The decisive organizing force that would ultimately carry out the Sierra Leone project would be neither Fothergill nor Smeathman, but a charitable group, the Committee for the Relief of the Black Poor. Significantly, although some of its influential members opposed slavery, the Committee did not originate as part of an antislavery agenda. Rather, it was an emergency effort mobilized to address the suffering of the homeless during a spate of subfreezing temperatures in January 1786. The original “Black Poor” were lascar seamen that had arrived on the ships of the East India Company, but recently arrived African-Americans sought out the Committee’s aid in far greater numbers. Many of these individuals, like the lascars, followed maritime occupations. Of the 250 people who applied for the Committee’s aid early on, 100 stated that they had served as seamen in the Royal Navy. Of the eight Corporals selected by the Committee to represent the Black Poor and serve as intermediaries in deliberations about what steps to take next, three had come to Britain in the Royal Navy and two others had worked as ship’s stewards (Braidwood 27, 63, 70; Committee). Thus, many of the recipients of the Committee’s aid were experienced seafaring men who had already served the empire.

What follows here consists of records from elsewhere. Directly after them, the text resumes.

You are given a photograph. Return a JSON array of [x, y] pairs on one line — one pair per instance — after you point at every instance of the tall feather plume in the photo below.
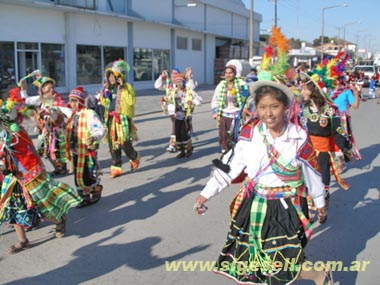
[[267, 58]]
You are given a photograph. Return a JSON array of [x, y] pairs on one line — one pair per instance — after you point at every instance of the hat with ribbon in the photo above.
[[120, 68], [79, 94], [41, 81], [274, 67]]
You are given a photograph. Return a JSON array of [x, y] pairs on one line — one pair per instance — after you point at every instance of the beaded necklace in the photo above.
[[235, 91]]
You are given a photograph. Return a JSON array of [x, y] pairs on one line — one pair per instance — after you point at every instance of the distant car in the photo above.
[[368, 70]]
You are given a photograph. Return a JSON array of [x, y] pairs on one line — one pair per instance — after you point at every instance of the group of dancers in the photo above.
[[279, 141], [69, 134], [281, 137]]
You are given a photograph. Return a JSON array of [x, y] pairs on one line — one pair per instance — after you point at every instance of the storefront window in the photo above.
[[89, 69], [142, 64], [111, 54], [7, 66], [161, 61], [53, 62]]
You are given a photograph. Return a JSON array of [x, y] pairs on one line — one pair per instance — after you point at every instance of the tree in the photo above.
[[295, 43], [318, 41]]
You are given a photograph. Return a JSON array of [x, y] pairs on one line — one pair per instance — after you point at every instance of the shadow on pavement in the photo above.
[[95, 260]]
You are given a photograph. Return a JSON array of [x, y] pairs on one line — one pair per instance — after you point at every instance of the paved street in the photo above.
[[145, 219]]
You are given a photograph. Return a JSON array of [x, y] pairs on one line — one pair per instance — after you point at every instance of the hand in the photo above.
[[119, 81], [90, 141], [199, 205]]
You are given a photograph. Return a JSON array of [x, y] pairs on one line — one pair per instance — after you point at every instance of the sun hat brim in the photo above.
[[258, 84], [306, 77]]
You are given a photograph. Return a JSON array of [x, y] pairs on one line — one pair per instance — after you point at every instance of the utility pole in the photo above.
[[275, 12], [251, 21]]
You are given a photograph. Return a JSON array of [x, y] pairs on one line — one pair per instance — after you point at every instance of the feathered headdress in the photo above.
[[274, 65], [36, 74], [331, 70], [327, 74], [120, 68], [41, 81]]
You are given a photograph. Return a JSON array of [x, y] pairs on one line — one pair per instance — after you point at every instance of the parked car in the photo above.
[[368, 70]]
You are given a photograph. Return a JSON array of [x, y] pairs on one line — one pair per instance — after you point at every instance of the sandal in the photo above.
[[86, 201], [322, 215], [96, 194], [59, 171], [328, 277], [60, 228], [20, 246]]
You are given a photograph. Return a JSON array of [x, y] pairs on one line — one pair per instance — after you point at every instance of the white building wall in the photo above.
[[240, 27], [101, 30], [210, 56], [191, 16], [153, 10], [190, 58], [151, 24], [147, 35]]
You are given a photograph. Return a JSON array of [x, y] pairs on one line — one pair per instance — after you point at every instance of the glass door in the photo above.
[[27, 61]]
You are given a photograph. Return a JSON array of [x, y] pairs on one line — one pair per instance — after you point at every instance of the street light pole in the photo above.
[[251, 21], [344, 32], [323, 24]]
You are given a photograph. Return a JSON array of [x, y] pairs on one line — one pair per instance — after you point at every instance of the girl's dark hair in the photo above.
[[315, 96], [278, 94]]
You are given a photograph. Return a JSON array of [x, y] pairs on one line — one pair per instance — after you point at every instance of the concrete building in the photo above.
[[74, 41]]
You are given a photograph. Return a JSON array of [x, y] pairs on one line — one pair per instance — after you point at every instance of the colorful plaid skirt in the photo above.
[[265, 241], [15, 210]]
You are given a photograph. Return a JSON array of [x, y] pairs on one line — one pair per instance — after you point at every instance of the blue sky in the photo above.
[[303, 19]]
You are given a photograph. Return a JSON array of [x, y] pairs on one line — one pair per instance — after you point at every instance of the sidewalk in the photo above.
[[148, 100]]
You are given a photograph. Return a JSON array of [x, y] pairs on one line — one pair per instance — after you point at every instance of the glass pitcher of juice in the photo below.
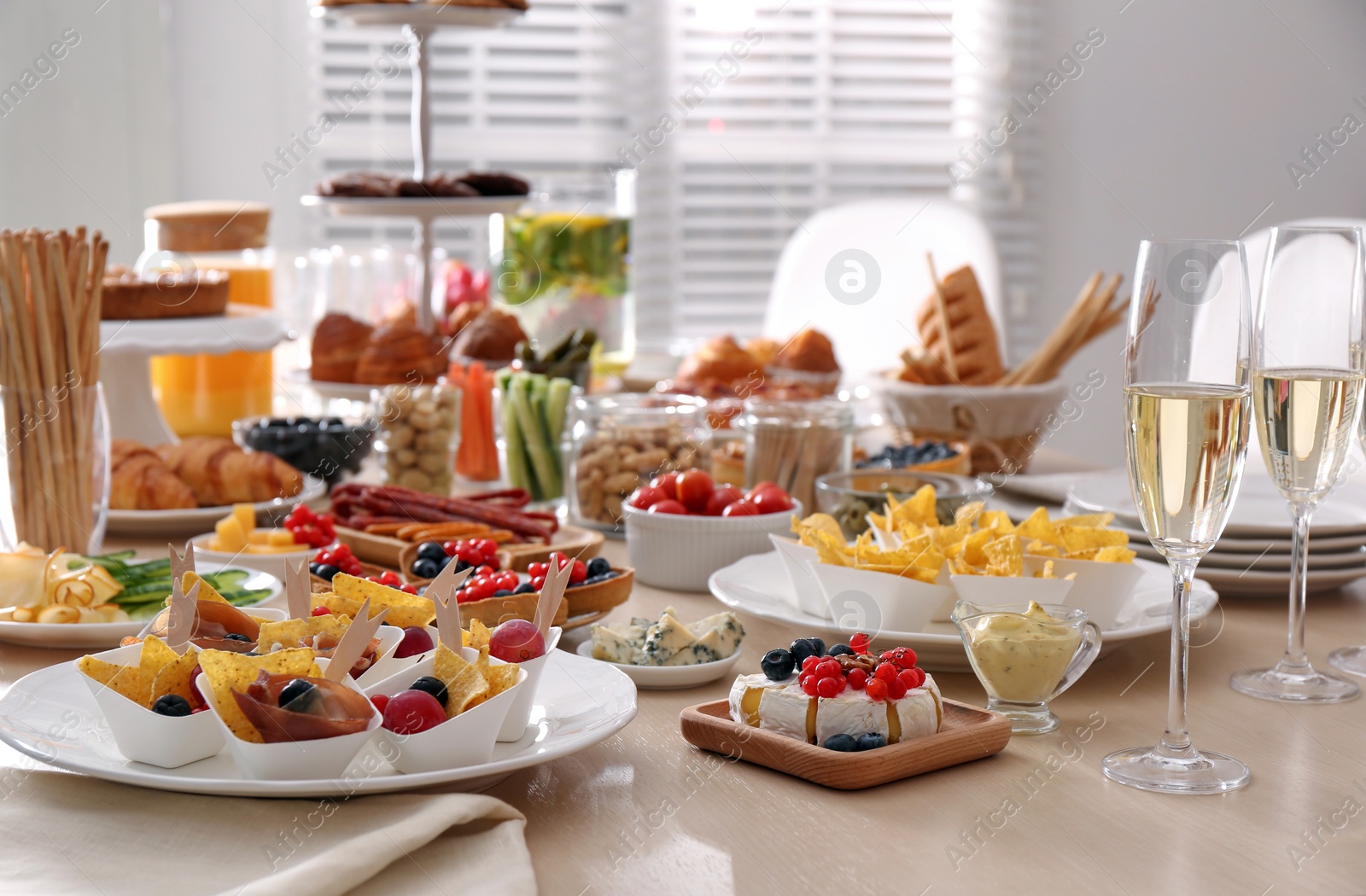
[[566, 265], [201, 395]]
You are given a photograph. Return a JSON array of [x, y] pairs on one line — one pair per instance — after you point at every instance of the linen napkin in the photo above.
[[68, 834]]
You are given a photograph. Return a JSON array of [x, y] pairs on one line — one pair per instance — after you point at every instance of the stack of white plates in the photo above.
[[1254, 555]]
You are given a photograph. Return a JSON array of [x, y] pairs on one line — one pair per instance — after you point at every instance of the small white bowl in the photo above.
[[521, 711], [680, 552], [668, 678], [147, 736], [325, 759], [468, 739], [272, 563]]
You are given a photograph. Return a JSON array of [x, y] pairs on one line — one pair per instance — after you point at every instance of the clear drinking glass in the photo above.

This attention to indigent seafarers coincided with a visit to London in March by John Knox, who was promoting his project to create forty new fishing villages spaced at intervals of twenty-five miles along the thinly populated coast of northern Scotland. Knox justified his plan in various ways, but his main emphasis was on boosting the number of experienced seafaring men who would be available at the outbreak of any future war with France. It was thought to take seven years to fully train a sailor, so hasty and indiscriminate conscription was not a satisfactory solution. Knox had a solution for out-of-luck sailors; he wanted to foster what was known as Britain’s “nursery of seamen,” and he argued forcefully that “home colonization” would be the way to do it; distant settlements were hard to defend and would not furnish sailors to defend Britain’s home waters in a hurry (Knox 3, 6). A newly-formed private joint-stock company, the British Fisheries Society, began purchasing land for the proposed villages. The project would receive technical advice from Thomas Telford, one of the great civil engineers of the era, and the planned communities of Ullapool and Tobermory were established two years later (Oxford Dictionary of National Biography, s.v. John Knox, Thomas Telford; Britannica 3rd ed., (1797), s.v. Fishery).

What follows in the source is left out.